En Italie, une fois entré là-bas, ce sont les empreintes digitales obligatoires, que tu sois mineur ou majeur. Après tu ne peux pas rester, tu ne comprends pas la langue. Tu pars en France. 

Une fois entré, tu vas à l’Aide sociale à l’enfance. Au lieu de te demander quels sont tes soucis, est ce que tu as des traumatismes, ils te demandent tes papiers : ton extrait de naissance, ton jugement supplétif ou ton passeport. Qui traverse le désert avec ses papiers ? Personne n’a ses papiers. L’Aide sociale à l’enfance le sait très bien. Ils te demandent de faire un entretien et de raconter une histoire. Ils s’en foutent de l’histoire, tu racontes n’importe quelle histoire. Après qu’est-ce qu’ils disent ? Par exemple moi en sortant de l’entretien avec l’aide social à l’enfance, ils n’ont pas reconnu ma minorité parce que je suis grand. Alors si c’est vrai que c’est la taille qui compte, je suis le plus âgé de la salle, je mesure 1 m 89. 

À Clermont-Ferrand, nous sommes dans un squat, nous les mineurs qu’on nomme isolés. C’est vrai que nous sommes isolés, surtout maintenant. Parce que le propriétaire du squat là où nous sommes est parti au tribunal de Clermont-Ferrand. Le juge des référés n’a pas statué, estimant le droit au logement aussi important que le droit à la propriété. Les propriétaires ont déposé une autre plainte, au tribunal de Riom. Le juge du tribunal de Riom a ordonné l’expulsion du squat avant le 4 septembre. L’espoir nous manque maintenant. 

Si nous ne sommes pas formés aujourd’hui, qu’est-ce qu’on va devenir ?

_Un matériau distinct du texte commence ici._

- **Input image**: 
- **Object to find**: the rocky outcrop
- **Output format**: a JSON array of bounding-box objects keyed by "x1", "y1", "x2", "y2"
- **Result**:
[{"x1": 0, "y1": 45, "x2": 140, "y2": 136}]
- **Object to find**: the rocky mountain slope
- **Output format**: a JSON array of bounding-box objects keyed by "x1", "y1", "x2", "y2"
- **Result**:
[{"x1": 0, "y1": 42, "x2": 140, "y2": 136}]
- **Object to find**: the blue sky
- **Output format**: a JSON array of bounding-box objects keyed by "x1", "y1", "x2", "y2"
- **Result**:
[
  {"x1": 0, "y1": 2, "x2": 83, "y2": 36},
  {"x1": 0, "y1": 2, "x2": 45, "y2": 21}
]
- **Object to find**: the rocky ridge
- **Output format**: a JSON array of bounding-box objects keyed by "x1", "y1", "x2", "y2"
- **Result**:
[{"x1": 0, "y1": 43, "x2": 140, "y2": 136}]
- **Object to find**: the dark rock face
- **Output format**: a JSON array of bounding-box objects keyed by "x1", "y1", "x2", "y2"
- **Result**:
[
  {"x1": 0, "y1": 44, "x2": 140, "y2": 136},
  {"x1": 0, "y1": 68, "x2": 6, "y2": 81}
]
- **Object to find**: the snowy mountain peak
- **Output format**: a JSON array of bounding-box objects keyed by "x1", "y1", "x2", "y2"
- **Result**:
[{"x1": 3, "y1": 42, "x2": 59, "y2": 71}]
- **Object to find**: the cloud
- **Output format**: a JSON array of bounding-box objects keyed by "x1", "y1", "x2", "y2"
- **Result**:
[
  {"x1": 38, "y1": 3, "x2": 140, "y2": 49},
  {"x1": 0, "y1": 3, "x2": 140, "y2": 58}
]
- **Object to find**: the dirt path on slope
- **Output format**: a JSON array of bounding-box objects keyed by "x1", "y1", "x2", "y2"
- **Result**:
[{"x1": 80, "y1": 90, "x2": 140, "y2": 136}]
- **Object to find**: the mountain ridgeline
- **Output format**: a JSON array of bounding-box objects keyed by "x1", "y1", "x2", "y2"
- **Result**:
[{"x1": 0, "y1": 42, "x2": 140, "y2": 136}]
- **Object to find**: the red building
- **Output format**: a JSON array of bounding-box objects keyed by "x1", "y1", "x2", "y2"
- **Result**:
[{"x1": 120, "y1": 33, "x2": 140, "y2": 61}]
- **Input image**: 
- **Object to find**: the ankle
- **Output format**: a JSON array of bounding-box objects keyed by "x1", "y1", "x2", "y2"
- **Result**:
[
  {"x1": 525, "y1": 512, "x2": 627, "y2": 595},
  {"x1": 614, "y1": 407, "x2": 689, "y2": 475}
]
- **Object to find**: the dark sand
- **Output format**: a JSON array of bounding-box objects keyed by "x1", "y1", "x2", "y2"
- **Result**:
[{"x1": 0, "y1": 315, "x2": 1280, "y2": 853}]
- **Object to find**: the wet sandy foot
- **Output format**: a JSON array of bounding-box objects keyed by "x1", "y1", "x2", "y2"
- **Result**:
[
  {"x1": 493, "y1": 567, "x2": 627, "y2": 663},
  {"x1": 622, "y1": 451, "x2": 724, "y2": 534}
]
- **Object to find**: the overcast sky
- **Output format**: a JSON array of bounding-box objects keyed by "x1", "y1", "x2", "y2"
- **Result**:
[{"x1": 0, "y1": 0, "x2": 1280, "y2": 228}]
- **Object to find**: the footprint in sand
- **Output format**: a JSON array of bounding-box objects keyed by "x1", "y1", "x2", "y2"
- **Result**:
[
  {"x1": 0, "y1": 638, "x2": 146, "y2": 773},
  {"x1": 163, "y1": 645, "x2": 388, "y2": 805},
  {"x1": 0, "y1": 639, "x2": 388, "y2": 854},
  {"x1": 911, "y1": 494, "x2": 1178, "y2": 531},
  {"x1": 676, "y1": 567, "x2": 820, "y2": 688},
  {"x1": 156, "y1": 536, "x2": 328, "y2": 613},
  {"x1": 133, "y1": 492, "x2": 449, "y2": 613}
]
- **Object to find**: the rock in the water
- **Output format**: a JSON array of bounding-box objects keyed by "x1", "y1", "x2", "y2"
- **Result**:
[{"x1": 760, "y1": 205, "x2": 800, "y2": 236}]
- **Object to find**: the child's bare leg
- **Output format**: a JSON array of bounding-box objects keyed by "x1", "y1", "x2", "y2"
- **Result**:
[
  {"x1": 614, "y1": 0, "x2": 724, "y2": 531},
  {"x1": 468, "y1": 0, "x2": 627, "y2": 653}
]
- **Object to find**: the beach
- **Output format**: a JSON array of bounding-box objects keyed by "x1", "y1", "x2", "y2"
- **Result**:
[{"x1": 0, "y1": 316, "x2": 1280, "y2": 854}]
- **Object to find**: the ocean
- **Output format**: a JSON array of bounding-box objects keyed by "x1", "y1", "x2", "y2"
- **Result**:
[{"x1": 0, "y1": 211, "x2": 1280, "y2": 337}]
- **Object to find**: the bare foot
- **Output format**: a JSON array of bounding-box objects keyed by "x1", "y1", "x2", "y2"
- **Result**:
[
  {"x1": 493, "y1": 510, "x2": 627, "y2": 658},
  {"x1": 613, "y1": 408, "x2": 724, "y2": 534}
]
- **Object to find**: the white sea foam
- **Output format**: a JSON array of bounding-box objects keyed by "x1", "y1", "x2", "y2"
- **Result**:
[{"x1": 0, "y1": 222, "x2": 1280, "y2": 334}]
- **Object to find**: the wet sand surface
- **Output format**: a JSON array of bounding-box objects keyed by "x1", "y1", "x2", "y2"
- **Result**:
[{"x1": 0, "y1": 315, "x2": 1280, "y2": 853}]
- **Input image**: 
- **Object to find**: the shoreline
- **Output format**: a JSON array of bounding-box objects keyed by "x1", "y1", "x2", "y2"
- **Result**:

Au squat, nous passons toute la journée à dormir là où nous sommes parce qu’on n’a pas d’activité. On ne peut pas aller à l’école. Certains ont fait des mois et des mois. Moi j’ai fait 10 mois. Depuis le 1er novembre je suis à Clermont-Ferrand, je ne suis toujours pas scolarisé, alors que mon but est de continuer des études. Et c’est le but des autres aussi. Nous voulons aller à l’école, comme les autres. On n’attend pas d’être reconnus mineurs seulement. On veut faire une formation aussi et construire notre avenir. Nous serons de futurs pères de famille, nous serons de futurs responsables aussi. Si nous ne sommes pas formés aujourd’hui, qu’est-ce qu’on va devenir ? On va commencer à faire de la délinquance. 

Si tu es chercheur de la paix en France, il ne faut pas que tu tombes malades. Parce que si tu es malade, tu risques de mourir. Ça a été montré avec un ami mineur isolé. Il poussait une porte. La vitre s’est cassée. Son doigt a été blessé. Rapidement les pompiers l’ont emmené à l’hôpital. Le docteur a dit qu’il fallait l’opérer tout de suite mais les infirmières ont appelé la directrice qui a exigé l’accord du juge à l’enfance ou du procureur. Ça a mis deux jours pour avoir l’accord. En deux jours, sa main s’est infectée. La blessure a eu lieu le 8 août et il n’est toujours pas remis. 

Ceux qui, du côté des institutions, sont supposés nous accompagner ici, sont en train de nous mettre dans un trou à rats, comme ce qui s’est passé en Libye, alors que nous ne voulons que la paix. Nous somme des chercheurs de la paix.